Disorder can emerge in many different forms. Concerning cloud architecture, it could be a security breach, an unexpected software error, or unexpected high request throughput. For this post, high request throughput, or stress for short, is the primary factor I consider in each of the styles of cloud scaling architectures below.
Fragile: Vertical Scaling
Something fragile can only withstand so much stress before hitting a breaking point with no return to stability without outside intervention.
Vertical scaling is the response to stress of adding more computing resources to a single server. This could mean upgrading to a processor with more cores or adding more memory to the server. Essentially, better hardware means more capacity for handling workloads.
This technique is fragile because it is non-redundant. That means when a vertically-scaled server is using all its resources, users will experience degraded performance, if not a complete outage. And adding more computing resources is usually not something you can do on-the-fly as it requires provisioning a new server with more resources and then cutting over the stressed server to the new one.
Resilient: Horizontal Scaling
Something resilient is capable of bouncing back from stress and returning to a stable baseline.
Horizontal scaling is the treatment where server hardware resources typically stay the same (as opposed to vertical scaling). However, more servers are added behind a load balancer to process the workload. In this scenario, capacity increases with the number of servers.
You can consider this type of scaling resilient because it is redundant. Redundancy is usually a good thing to have in the event of disorder. Here’s a quote from Nassim in regard to this point:
“Redundancy is ambiguous because it seems like a waste if nothing unusual happens. Except that something unusual happens — usually.”
So, in the usual event of something unusual happening, a horizontal system can more easily recover than that of vertical scale. Take, for example, a web request that triggers an unintentional memory leak on the server, leading to out-of-memory errors. In the single vertical scale architecture, the server will seize up. It will no longer be able to process work due to no memory, causing an outage. The horizontal architecture will suffer less harm because it will only seize up one server of the many, allowing work to continue, albeit inhibited.
Scaling horizontally will still have a capacity limit just as vertical scale does. However, it is usually easier to add capacity to this architecture because the server unit is predefined, you just have to add more of them to increase capacity. There is no figuring out processor cores, amount of memory, etc. It’s more or a matter of simple math. For example, if there are two servers and the current workload is using 100% of capacity, add one more server unit, and you’ll add 50% more capacity.
Antifragile: Horizontal Autoscaling
Antifragile cloud architecture will still experience harm from stress, but it will bounce back and benefit from it in the long run.

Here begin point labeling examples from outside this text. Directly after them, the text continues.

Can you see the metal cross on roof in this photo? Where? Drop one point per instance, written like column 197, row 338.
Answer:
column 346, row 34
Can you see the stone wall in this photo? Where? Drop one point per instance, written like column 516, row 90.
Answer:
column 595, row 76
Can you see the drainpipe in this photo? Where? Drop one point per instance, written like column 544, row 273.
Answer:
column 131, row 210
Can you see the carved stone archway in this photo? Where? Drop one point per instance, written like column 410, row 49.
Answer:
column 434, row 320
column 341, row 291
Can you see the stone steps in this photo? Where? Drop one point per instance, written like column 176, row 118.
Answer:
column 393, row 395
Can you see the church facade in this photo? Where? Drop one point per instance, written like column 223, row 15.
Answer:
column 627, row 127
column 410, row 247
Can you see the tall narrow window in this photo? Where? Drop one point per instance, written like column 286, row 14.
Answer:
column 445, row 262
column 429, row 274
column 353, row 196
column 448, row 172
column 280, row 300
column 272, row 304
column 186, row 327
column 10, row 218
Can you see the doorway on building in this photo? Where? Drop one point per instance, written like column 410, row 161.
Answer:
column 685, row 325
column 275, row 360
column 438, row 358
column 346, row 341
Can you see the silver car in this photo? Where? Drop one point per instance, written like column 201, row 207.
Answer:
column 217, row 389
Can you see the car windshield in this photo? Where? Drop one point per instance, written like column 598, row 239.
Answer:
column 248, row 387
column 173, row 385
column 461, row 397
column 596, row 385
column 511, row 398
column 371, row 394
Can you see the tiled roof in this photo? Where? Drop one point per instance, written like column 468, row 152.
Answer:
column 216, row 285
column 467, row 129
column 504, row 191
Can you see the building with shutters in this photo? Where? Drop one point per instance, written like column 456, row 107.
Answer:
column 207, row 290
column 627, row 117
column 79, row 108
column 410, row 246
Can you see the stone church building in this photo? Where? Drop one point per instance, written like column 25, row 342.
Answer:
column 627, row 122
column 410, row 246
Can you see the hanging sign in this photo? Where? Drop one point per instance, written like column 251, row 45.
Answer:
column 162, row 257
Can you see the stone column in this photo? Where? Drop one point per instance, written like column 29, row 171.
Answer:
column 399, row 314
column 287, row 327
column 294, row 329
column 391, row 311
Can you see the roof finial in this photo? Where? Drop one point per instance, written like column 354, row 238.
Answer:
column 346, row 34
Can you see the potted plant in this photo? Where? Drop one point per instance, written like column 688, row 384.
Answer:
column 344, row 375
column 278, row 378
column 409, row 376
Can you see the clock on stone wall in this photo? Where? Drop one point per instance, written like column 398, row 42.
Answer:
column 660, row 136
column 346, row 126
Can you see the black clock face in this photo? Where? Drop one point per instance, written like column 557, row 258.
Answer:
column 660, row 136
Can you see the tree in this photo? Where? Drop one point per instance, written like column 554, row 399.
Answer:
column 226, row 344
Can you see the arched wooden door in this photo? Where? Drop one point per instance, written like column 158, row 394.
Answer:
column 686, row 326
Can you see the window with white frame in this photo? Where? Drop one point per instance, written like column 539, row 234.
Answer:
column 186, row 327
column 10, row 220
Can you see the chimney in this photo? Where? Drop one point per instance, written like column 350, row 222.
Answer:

Autoscaling is an automated extension of horizontal scaling. Instead of manually adding servers to increase capacity, it can be done automatically.
I argue that applications running on this style of infrastructure get better in the event of stress because capacity adapts to changes in workload. The system will be self-healing and not require manual intervention based on throughput levels. This means your applications could experience a 10 times (or more) burst of traffic, and you can be sipping mezcal oceanside without the worry of the application going down due to traffic (in theory). Or, even if a server experiences an unusual error, auto-scaling architecture would know how to handle a bad server unit and replace it with a healthy one. That’s antifragile cloud architecture.
Autoscaling does have its limits, however. There is usually a point where a supporting system maxes out. This puts a cap on autoscaling, requiring intervention. You can experience benefits from scaling out up until the point of your next bottleneck. This could be a database, key-value store, load balancer, etc. For example, if a database is running at 100%, adding more capacity to handle web requests will not add benefit. that’s because web requests can only be processed as fast as the slowest systems in the process, or the database in this example.
This is my take on applying Nassim’s ideas to cloud architecture. Can you think of any other cloud architecture characteristics that can be added to one of these categories?